There are a few basic approaches to this technique. You can have a very large dominant foreground with a complimenting background,  such as a large rock framing or leading you to the smaller appearing lighthouse in the background. You can balance the foreground and background subjects by keeping them similar in size. 


Then, finally, a smaller leading foreground subject to a larger more dominant background such as the small rocks in Lefforts Pond Vermont leading back to the much larger mountains in the distance.

There are of course many ways to compose your subject. Often I will compose my foreground and background in such a way that I create diagonal or direct lines from one to the other. 

The shot of Bass Harbor light in Maine (above) has the foreground rock and the background lighthouse both on the same side, yet, the fog and the rest of the rocks help to make this a balanced composition. Notice also how close the rock in the foreground appears. A 20mm wide-angle lens positioned only about 14 inches away along with maximum depth-of-field ads that 4x5 look to the shot. 

In the sunrise shot at Pemaquid Point I've used the diagonal composition to create a dominant foreground and the sun as the supporting background. Even though this diagonal line does not lead to the sun, they still compliment each other and are very well balanced.

The photograph of Stonington Harbor in fog uses a strong diagonal leading line to take you across the composition, but not to a specific subject. Your eye can now enjoy the boats in the foggy harbor, starting with the right side where I lead your eye, then back to the left.

This article would not be complete without explaining how to get maximum depth-of-field. In landscape photography, we are trying to have everything from foreground to background tack sharp in our photograph. I stop the lens down to a small opening say, f/16 or f/22 as needed. 

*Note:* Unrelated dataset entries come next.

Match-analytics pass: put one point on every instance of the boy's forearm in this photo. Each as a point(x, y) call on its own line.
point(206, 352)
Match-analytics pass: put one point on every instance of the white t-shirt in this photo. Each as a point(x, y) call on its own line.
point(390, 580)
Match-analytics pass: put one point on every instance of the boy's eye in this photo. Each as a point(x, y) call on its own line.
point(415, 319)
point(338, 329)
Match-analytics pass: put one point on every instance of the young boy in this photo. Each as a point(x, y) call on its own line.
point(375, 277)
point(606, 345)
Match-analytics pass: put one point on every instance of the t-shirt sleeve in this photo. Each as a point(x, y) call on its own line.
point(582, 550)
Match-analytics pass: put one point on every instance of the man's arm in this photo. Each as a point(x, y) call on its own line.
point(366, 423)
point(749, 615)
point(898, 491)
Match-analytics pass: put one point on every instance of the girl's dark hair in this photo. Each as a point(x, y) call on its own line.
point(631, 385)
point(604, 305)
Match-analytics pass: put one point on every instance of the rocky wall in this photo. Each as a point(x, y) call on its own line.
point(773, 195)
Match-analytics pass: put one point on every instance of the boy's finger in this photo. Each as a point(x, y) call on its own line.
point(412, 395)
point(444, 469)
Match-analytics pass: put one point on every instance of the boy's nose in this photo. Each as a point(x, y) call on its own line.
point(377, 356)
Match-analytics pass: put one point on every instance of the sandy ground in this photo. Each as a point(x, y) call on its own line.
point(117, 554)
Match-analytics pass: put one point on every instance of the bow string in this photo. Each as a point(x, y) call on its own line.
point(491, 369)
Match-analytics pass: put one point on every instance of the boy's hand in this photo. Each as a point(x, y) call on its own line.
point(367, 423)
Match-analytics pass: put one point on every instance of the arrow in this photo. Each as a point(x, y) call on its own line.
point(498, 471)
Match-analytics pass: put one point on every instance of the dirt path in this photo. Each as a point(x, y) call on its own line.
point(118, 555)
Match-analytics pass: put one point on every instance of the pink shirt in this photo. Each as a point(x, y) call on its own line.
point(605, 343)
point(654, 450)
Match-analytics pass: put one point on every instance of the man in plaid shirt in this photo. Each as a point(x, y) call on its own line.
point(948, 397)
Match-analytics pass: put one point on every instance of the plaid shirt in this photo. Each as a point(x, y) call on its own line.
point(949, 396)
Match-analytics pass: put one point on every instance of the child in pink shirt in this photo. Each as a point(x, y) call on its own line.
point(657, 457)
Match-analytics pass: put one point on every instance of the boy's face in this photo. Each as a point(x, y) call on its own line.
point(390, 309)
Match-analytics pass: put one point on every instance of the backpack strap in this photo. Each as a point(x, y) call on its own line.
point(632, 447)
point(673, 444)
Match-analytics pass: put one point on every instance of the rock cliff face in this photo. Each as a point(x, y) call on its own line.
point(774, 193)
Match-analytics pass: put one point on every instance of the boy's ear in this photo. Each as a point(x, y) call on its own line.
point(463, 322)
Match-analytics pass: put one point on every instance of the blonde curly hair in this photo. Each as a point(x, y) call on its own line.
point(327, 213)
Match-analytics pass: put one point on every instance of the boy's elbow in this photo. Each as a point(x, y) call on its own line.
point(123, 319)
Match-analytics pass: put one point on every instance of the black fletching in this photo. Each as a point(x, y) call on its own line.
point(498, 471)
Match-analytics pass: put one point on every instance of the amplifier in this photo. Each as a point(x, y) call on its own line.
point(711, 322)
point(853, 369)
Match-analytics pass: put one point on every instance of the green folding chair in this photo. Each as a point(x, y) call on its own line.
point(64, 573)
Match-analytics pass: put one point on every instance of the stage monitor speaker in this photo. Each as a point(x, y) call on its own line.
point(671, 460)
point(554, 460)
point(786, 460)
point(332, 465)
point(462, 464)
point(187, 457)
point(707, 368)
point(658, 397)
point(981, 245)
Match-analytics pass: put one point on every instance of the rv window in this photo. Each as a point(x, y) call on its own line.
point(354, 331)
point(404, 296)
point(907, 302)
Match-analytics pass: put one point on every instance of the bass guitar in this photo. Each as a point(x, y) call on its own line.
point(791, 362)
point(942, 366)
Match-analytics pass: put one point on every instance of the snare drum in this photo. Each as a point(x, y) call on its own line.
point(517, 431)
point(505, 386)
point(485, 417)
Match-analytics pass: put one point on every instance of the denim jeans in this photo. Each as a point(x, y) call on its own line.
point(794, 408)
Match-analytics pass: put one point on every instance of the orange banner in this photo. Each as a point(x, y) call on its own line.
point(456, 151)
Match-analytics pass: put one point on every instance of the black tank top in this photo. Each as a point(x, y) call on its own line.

One easy way to assure maximum depth in your photograph is to focus a third of the way into the scene.  Not the actual distance of the closest object in your picture to the farthest, but a third of the way into your frame as you look through the viewfinder. Use your depth-of-field preview button to stop the lens down to its taking aperture to visually check and see if everything looks sharp. Take your time and allow your eye to adjust to the darkened image in the viewfinder. A 'dark cloth' or coat can be handy to shield the sun as you look into the viewfinder. Depth-of-field and critical focus, are very important when you're working with more intimate landscapes like the ferns I photographed in Vermont. 

Practice makes perfect as they say, so in conclusion, ask yourself the following questions before you take your next photograph and I'm sure you'll reach that goal of 'Getting that 4x5 look with your 35mm.'

Is my horizon line straight? Do I have any junk in my frame that I didn't notice when I first set up this shot? How is my depth-of-field and my focus? Is everything sharp front to back? Is there anything in this composition that allows me to use the basic design elements of line, shape, texture and form? How is the lighting? A hazy day or harsh midday light won't help give you that crisp sharp image you need to get that 4x5 look. Am I using any foreground subjects to ad that three-dimensional look to the composition?

Photographic locations:
1. Great Smoky Mtns, Tennessee
2. Annasquam Light, Massachusetts
3. Portland Head Light, Maine
4. Smoky Mtns, North Carolina
5. White Water Falls, North Carolina
6. Lefforts Pond, Vermont
7. Bass Harbor Light Mt. Dessert Island, Maine
8. Pemaquid Point, Maine
9. Stonington Harbor, Maine
10. Acadia NP, Maine
11. Quechee, Vermont

Note: All the photographs taken in this article were with either the Nikon N-90S or F100 bodies and Fuji Velvia slide film. Tokina's Pro series lenses were used, along with Hoya multi-coated filters. I have been working for the past two years with carbon fiber tripods from Hakuba USA Inc. and I'm very pleased with their performance.